Ele destaca que há indícios da relação dessas poderosas organizações do narcotráfico com outros grupos criminosos em solo americano.
“Existem conversas interceptadas pelo governo entre a máfia mexicana e [o cartel] La Familia Michoacana, por exemplo”, diz Jones.
“As escutas telefônicas revelam como eles estão tentando estabelecer uma aliança, na qual La Familia Michoacana forneceria as drogas e a máfia mexicana os ‘serviços de coleta de mortos’”, continua ele.

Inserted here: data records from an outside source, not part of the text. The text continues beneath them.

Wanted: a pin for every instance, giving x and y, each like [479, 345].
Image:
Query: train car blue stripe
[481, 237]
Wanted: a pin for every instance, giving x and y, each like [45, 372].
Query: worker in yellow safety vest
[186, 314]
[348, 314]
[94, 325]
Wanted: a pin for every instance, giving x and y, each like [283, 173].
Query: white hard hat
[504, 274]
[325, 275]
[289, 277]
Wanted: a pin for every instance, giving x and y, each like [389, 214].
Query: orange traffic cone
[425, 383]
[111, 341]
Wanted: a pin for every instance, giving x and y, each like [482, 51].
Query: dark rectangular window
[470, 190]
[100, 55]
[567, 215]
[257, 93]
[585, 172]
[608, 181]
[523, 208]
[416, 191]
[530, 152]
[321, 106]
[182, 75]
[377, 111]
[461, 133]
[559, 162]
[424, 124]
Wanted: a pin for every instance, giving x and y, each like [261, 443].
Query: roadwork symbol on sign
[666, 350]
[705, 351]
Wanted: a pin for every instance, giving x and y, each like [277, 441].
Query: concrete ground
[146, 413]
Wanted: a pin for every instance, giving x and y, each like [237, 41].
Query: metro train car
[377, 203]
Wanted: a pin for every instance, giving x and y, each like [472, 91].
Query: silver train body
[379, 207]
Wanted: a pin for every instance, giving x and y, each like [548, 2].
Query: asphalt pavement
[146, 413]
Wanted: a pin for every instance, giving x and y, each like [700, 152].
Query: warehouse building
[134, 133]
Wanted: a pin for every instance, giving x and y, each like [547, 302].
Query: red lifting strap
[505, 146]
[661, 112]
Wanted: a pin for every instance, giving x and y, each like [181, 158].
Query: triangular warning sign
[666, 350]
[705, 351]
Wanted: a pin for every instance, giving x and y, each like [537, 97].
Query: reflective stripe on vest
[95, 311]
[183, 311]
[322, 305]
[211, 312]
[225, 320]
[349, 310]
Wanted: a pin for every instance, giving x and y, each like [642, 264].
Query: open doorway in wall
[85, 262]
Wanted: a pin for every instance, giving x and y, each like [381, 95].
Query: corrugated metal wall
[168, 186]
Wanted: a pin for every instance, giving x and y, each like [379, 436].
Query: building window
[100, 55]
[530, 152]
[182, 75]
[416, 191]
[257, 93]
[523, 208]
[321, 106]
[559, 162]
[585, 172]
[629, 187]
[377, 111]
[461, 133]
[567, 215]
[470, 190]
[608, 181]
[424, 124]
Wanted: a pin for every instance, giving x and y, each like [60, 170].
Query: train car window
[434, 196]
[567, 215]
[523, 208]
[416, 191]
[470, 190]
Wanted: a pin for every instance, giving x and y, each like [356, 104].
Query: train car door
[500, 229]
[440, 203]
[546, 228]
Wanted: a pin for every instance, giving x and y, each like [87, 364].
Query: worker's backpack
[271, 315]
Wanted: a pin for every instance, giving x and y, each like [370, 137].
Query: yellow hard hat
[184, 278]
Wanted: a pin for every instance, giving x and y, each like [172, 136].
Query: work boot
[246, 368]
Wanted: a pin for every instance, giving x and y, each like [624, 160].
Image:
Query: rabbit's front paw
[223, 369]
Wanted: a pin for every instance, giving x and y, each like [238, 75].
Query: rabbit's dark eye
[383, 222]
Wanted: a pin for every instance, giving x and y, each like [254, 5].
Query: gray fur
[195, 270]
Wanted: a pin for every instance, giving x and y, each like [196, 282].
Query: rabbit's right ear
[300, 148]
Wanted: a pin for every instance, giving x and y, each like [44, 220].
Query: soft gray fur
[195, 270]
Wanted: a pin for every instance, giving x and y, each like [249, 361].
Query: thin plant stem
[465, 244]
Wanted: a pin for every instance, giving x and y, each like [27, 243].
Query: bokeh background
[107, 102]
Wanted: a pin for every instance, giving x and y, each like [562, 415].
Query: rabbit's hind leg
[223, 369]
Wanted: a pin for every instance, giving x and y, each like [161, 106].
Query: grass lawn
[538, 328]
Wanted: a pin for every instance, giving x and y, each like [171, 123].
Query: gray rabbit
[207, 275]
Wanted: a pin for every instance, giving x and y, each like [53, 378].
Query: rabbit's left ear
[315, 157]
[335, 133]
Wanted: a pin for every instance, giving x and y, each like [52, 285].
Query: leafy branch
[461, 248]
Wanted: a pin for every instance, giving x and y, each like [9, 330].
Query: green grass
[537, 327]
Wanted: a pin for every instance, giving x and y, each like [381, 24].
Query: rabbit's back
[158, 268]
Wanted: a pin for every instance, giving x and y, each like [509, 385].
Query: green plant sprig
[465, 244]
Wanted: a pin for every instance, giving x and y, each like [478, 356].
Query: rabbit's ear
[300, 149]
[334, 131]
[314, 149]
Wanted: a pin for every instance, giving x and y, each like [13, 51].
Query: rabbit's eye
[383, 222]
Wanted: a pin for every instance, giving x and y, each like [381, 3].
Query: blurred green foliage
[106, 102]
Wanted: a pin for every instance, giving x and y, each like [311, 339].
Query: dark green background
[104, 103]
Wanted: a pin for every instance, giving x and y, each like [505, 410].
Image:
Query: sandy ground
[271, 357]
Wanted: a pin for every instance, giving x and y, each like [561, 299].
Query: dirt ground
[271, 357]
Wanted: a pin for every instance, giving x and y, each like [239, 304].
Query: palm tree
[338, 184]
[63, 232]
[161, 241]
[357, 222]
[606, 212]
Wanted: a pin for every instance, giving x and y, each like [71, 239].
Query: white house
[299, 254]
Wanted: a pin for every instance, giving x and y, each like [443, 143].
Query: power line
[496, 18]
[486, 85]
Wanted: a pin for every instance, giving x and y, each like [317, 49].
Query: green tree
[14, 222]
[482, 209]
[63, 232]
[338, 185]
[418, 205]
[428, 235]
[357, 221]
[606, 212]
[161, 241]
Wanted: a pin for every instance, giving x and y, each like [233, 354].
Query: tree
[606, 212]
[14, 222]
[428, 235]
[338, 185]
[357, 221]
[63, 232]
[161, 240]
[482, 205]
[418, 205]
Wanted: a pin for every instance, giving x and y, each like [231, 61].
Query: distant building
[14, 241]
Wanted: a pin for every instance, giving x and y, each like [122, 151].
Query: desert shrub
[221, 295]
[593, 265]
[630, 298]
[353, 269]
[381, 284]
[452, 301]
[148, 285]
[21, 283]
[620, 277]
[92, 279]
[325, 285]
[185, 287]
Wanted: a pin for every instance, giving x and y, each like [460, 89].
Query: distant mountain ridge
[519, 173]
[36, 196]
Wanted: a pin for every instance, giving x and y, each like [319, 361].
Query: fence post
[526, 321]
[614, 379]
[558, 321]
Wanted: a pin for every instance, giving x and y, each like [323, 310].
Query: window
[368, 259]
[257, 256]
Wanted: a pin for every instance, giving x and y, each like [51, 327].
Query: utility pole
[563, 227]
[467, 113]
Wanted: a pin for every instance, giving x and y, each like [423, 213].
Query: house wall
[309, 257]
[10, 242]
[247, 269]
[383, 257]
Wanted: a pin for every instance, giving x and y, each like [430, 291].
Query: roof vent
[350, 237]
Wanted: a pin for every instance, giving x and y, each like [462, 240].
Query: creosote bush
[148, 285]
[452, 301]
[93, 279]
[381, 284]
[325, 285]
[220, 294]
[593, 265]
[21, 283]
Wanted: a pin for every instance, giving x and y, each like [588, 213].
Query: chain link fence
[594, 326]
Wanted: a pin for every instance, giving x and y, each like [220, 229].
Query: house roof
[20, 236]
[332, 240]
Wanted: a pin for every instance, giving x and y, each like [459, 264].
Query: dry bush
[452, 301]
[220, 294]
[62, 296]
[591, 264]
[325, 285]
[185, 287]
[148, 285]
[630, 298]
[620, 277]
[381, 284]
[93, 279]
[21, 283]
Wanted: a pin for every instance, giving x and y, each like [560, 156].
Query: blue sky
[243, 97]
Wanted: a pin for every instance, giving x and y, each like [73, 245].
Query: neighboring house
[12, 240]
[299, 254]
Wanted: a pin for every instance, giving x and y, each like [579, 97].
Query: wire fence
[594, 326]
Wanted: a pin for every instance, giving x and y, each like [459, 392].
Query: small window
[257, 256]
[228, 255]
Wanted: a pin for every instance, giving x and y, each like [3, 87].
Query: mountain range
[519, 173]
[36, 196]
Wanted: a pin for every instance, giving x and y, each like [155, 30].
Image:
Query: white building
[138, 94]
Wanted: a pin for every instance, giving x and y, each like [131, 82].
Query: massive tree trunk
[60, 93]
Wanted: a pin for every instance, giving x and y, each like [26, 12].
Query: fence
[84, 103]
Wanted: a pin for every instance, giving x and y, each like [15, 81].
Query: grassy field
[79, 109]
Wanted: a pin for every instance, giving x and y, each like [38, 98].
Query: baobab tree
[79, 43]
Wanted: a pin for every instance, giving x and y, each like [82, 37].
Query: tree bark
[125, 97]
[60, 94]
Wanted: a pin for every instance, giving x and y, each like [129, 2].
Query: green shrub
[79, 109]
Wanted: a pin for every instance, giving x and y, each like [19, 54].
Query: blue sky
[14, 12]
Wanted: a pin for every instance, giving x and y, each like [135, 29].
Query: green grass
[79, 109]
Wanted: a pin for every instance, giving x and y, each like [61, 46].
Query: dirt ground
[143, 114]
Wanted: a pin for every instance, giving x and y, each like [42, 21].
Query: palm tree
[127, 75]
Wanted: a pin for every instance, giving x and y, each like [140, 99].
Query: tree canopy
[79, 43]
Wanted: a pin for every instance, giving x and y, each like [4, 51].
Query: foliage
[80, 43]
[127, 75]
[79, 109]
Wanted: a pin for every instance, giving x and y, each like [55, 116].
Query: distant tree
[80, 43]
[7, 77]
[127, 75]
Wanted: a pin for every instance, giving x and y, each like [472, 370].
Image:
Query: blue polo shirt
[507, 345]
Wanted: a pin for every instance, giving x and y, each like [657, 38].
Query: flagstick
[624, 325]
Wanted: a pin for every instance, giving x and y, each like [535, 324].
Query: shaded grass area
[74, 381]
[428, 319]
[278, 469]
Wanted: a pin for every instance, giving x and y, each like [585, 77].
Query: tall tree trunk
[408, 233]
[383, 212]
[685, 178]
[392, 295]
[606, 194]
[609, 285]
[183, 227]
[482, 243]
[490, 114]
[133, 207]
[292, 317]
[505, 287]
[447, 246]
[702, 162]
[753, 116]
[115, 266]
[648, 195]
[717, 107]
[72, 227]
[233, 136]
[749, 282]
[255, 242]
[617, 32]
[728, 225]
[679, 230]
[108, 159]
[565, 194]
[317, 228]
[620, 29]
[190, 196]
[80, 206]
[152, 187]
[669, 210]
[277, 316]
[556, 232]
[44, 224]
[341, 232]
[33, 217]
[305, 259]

“É uma forma do narcotraficante não sujar as mãos. Basicamente, ele exerce a violência por meio de um procurador, embora os cartéis sempre tenham tentado impedir que atos de violência extrema fossem cometidos nos Estados Unidos”, esclarece.
Na coletiva de imprensa de 17 de janeiro, na qual o xerife Boudreaux relatou os assassinatos da família de Goshen, a sombra do narcotráfico não passou despercebida.
“Nada disso foi por acaso”, disse ele. “Foi deliberado, intencional e horrível”, acrescentou, falando de um “massacre direcionado”, uma “execução no estilo cartel”.
Então, em uma segunda aparição, Boudreaux afirmou que o crime “parecia ligado às gangues latinas locais que trabalham ao lado dessas organizações (cartéis)”.
Ele assegurou que há presença do cartel Jalisco Nueva Generación (CJNG) e do cartel Sinaloa no município.
Em sua última coletiva de imprensa, em 30 de janeiro, quando expôs os detalhes da operação que levou às prisões, ele se limitou a falar sobre a rivalidade entre as gangues.
Mas a essa altura o termo “cartel” havia saltado para as manchetes dos principais meios de comunicação e semeado o pânico na região.
“Viemos a Goshen porque nos disseram que era tranquilo”, disse María Hernández, de 71 anos, enquanto carregava uma lata de água para enchê-la na loja da esquina.
Ele caminhava com sua nora Reyna e seus netos, Lili e Daniel.
A alguns quarteirões de distância, a fita amarela isolava a área: “Cena de crime. Não entre”.
“E agora, como não ter medo? Como não ter medo de morar aqui?”, questiona Hernández.